Direktur Jenderal Pembiayaan Infrastruktur Pekerjaan Umum dan Perumahan Kementerian Pekerjaan Umum dan Perumahan Rakyat (PUPR) Eko D Heripoerwanto, Selasa (15/10/2019), di Jakarta, mengatakan, mekanisme penyaluran talangan FLPP sebesar Rp 2 triliun sampai akhir tahun ini masih disusun.
”Waktu itu yang ditugaskan adalah BTN (Bank Tabungan Negara) dengan menggunakan likuiditas dari BTN. Mekanisme talangannya masih dibuat karena BTN memerlukan surat penugasan untuk itu,” kata Eko.
Dengan porsi pendanaan pemerintah sebesar 25 persen, pemerintah mesti menyediakan dana Rp 500 miliar yang akan berasal dari PT Sarana Multigriya Finansial (Persero). Sementara sekitar 75 persen sisanya atau Rp 1,5 miliar disediakan BTN sebagai bank pelaksana FLPP.
Menurut Eko, talangan tersebut nantinya akan diganti dengan anggaran FLPP tahun 2020. Tahun depan, pemerintah menganggarkan Rp 9 triliun dan akan ditambah dari dana pengembalian pokok FLPP sebesar Rp 2 triliun.
Sementara itu, Direktur Utama Lembaga Pengelolaan Dana Pembiayaan Perumahan (LPDPP) Arief Sabaruddin mengatakan, talangan FLPP 2019 otomatis akan mengurangi anggaran FLPP tahun 2020. Sebab, anggaran yang disediakan pemerintah hanya itu.
”Dana tersebut diperkirakan untuk sekitar 90.000 unit rumah dengan perhitungan harga rumah subsidi 2020. Ini bisa jadi tahun depan akan kurang lagi karena sekitar 20.000 unit sudah ditarik ke 2019,” ujar Arief.
Tahun 2019, dana FLPP tersedia untuk 68.000 unit rumah subsidi. Hingga 15 Oktober, LPDPP telah menyalurkan FLPP untuk 66.176 unit atau sekitar 96,11 persen. Sisa anggaran FLPP yang masih ada dipastikan akan habis diserap.
Menurut Arief, penyerapan FLPP yang begitu cepat terjadi karena mekanisme kerja sama antara pengembang, bank pelaksana, dan LPDPP semakin membaik. Sementara kebutuhan rumah oleh masyarakat berpenghasilan rendah masih sangat tinggi.

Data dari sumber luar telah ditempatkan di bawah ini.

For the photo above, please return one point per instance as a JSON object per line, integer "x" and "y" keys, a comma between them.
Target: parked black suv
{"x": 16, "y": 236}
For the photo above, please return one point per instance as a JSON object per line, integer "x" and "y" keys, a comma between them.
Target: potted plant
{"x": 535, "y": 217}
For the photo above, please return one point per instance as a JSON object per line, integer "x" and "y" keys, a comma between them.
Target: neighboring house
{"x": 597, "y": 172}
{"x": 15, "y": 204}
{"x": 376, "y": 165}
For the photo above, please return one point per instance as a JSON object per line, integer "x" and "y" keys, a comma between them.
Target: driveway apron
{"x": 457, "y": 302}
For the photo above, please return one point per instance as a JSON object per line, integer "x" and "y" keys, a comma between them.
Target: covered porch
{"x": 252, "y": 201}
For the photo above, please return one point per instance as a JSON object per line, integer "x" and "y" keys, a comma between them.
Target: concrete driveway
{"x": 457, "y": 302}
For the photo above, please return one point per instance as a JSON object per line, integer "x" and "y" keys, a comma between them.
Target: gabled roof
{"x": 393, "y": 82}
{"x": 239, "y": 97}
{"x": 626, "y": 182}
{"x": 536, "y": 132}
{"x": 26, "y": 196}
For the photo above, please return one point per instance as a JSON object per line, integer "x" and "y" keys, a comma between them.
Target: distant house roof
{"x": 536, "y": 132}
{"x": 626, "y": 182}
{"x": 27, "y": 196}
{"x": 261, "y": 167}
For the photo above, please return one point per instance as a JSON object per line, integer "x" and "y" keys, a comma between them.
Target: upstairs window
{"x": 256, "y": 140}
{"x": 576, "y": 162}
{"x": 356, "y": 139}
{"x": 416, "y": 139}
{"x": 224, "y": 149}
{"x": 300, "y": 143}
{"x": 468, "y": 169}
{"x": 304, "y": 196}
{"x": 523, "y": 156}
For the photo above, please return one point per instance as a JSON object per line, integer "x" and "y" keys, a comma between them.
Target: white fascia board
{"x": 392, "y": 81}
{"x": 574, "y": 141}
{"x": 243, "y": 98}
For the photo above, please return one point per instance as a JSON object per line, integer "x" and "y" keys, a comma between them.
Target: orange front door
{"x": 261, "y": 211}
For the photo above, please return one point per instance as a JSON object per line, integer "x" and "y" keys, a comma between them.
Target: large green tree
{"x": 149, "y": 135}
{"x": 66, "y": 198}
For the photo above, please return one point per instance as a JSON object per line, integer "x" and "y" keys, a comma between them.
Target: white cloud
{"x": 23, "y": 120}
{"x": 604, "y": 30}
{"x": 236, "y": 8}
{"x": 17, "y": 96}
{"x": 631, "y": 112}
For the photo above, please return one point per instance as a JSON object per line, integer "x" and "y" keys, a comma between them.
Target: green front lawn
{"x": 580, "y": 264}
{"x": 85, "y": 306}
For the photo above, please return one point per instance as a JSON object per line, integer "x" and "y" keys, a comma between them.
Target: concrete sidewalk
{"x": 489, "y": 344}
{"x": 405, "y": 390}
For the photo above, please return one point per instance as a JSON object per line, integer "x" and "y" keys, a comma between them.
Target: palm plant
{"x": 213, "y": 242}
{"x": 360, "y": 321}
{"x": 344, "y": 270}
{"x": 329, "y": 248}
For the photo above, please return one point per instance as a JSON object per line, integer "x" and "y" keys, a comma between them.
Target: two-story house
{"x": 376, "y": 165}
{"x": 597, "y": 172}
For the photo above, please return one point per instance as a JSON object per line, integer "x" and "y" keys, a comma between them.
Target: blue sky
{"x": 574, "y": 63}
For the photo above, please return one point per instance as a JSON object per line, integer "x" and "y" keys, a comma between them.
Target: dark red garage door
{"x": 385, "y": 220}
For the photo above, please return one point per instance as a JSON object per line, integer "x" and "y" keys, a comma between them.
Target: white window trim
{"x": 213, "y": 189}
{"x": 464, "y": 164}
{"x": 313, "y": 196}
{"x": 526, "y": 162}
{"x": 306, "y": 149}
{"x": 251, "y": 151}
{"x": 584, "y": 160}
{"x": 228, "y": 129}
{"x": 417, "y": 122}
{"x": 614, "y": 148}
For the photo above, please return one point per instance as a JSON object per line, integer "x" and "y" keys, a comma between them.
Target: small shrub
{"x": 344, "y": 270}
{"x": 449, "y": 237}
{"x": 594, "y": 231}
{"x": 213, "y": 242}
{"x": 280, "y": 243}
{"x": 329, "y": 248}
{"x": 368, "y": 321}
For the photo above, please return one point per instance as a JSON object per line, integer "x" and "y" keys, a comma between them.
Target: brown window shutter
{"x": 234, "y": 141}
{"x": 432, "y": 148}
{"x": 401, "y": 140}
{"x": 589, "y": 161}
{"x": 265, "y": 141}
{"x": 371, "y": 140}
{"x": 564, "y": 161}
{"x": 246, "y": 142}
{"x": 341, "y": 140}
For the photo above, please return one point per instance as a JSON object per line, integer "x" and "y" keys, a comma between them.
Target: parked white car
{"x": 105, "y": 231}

Melihat tren permintaan rumah subsidi yang terjadi saat ini, lanjut Arief, tahun depan kemungkinan habisnya dana FLPP di tengah jalan dapat terjadi.
Kurangi tenor angsuran
Secara terpisah, Sekretaris Jenderal Persatuan Perusahaan Real Estat Indonesia (REI) Totok Lusida berpandangan, kenaikan permintaan rumah bersubsidi per tahun sekitar 30.000 unit. Habisnya anggaran FLPP pada pertengahan tahun diharapkan dapat diantisipasi oleh pemerintah agar tidak terulang kembali.
Keterbatasan anggaran pemerintah, lanjut Totok, dipahami oleh pengembang. Salah satu jalan keluar yang disampaikan pengembang kepada pemerintah adalah mengurangi tenor angsuran KPR subsidi.
Jika selama ini masa angsuran sampai 20 tahun, dapat dikurangi menjadi 10 tahun atau 7 tahun. Dengan demikian, dana pemerintah dapat digunakan untuk membiayai lebih banyak masyarakat.